* * *
В доме Клименкова горят окна. Мы с Женькой топчемся у ворот: рано, войти неловко. По двору пробегают поварята, тащат с саней корзины, звенят бутылки. Музыканты приехали: пробуют, слышно, трубы. На боковой подъезд, во дворе, выбегает Фирсанов, во фраке, с салфеткою под мышкой: «че-рти, куда заливное сунули?» Здороваемся с Фирсановым. – «Да что… опять, мошенник, нарезался, заливное никак не сыщем, а еще старший повар!» Поваренок кричит: «нашли заливно, в дрова засунута… а Семеныча снежком оттерли!» – «Ну, слава Богу… соли в мороженое бы не попало!» – кричит Фирсанов и приглашает заправиться: закусочные пирожки готовы. Это наш придворный кондитер, правит все свадьбы, поминки и именины, еще от дедушки. Подъезжают на своих и на лихачах. Прасол вываливается кулем из саночек. Бегут барышни в белых шальках, духами веют. Подкатывают – мясник Лощенков с семьей, в карете, краснотоварцы Архиповы, Головкин-рыбник, портной Хлобыстов, булочник с семейством: Ратниковы, Баталовы, Целиковы, бараночник Муравлятников с сынками, Сараев – башмачник с дочками… – какие-то все другие, в хороших шубах. Молодые сейчас приедут. Сумерки, плохо видно. Кто-то высокий столкнулся с Женькой и извиняется, идет на подъезд за всеми. Женька шепчет: «ты знаешь, это кто?.. он, ей-Богу! да „дикообразово-перо“-то подарил я, тот, писатель!» Я не верю… не может быть! И радостное во мне: будто знакомый голос, баском таким: «ах, простите, пожалуйста…» Надо сказать Фирсанову, угощали чтобы… и скорняку, что писатель у него на свадьбе. Всё хотел – «живого бы писателя посмотреть, Загоскина бы». Но тот уж помер, а это живой писатель.
* * *
Входим под фонари подъезда в большие сени, с зеленой куда-то дверью. Пахнет парено-сладковато, – осетриной, сдобными пирожками, сельдереем, – особенным, поварским духом. Идем по широкой лестнице по малиновому ковру.
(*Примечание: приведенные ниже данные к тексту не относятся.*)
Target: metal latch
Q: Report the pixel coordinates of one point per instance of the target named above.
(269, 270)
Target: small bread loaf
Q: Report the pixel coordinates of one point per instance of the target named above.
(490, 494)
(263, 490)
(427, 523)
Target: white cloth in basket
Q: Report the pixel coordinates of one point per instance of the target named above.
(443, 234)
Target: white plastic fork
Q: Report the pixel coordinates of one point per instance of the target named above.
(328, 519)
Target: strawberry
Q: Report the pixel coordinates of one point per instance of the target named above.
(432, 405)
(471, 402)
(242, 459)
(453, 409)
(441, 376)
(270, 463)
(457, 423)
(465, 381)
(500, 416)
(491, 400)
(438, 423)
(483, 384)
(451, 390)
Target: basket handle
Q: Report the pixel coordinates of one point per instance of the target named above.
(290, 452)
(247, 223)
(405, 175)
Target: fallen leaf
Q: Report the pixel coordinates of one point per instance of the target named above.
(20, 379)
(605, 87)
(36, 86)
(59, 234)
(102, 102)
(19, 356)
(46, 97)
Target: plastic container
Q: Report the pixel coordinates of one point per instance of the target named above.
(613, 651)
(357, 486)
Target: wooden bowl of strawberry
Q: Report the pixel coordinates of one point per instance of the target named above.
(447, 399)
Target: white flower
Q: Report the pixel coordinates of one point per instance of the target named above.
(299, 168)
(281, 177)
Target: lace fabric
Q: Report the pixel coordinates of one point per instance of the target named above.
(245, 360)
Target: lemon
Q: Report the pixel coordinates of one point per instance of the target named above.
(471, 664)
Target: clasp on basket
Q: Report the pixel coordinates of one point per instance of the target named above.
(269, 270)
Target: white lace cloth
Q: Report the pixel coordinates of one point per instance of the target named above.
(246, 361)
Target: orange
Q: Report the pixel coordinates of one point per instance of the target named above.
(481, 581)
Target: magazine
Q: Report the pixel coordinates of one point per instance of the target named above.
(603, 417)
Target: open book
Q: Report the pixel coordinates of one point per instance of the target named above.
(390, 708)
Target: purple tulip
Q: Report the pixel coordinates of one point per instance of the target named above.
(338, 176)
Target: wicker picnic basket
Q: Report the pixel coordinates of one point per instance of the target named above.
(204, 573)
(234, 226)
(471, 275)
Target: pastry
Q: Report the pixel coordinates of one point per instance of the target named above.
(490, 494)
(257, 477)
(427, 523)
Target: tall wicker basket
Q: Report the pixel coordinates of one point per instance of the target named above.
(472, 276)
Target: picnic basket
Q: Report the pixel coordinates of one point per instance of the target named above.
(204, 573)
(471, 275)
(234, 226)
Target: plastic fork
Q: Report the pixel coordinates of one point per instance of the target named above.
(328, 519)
В высокой зеркальной зале, под мрамор с золотом, с хрустальными люстрами из свечей, – свадебный стол, «покоем». Белоснежные скатерти, тысячи огоньков хрустальных – от разноцветных пробок от бутылок лафитничков и рюмок, блеск от бронзы и серебра. Музыканты, на хорах, пробуют робко трубы, сияет медь. – «После „встречи“, – кричит Фирсанов, – „Дунайские Волны“ пустишь, а там скажу!» Потягивая бакенбарду, он оглядывает парад, что-то соображая пальцем. На «княжем месте» на серебре, – рог изобилия, из которого рушатся конфекты. «Амуровые канделябры» – по сторонам: золотые амурчики целуются под виноградом, выбросив в воздух ножки. Мы выискиваем по зале – где он. По стенам, сидят недвижимо гости, положив красные руки на колени или подпершись, самоваром, – все красноликие, в стесняющем крахмале, в тугих сюртуках, в манжетах. Белоногие барышни смирно сидят с мамашами. Официанты несут подносы, звенят бокальчики. Фирсанов кричит в фортку: «как завидишь, – бенгальский огонь, пунцовый!»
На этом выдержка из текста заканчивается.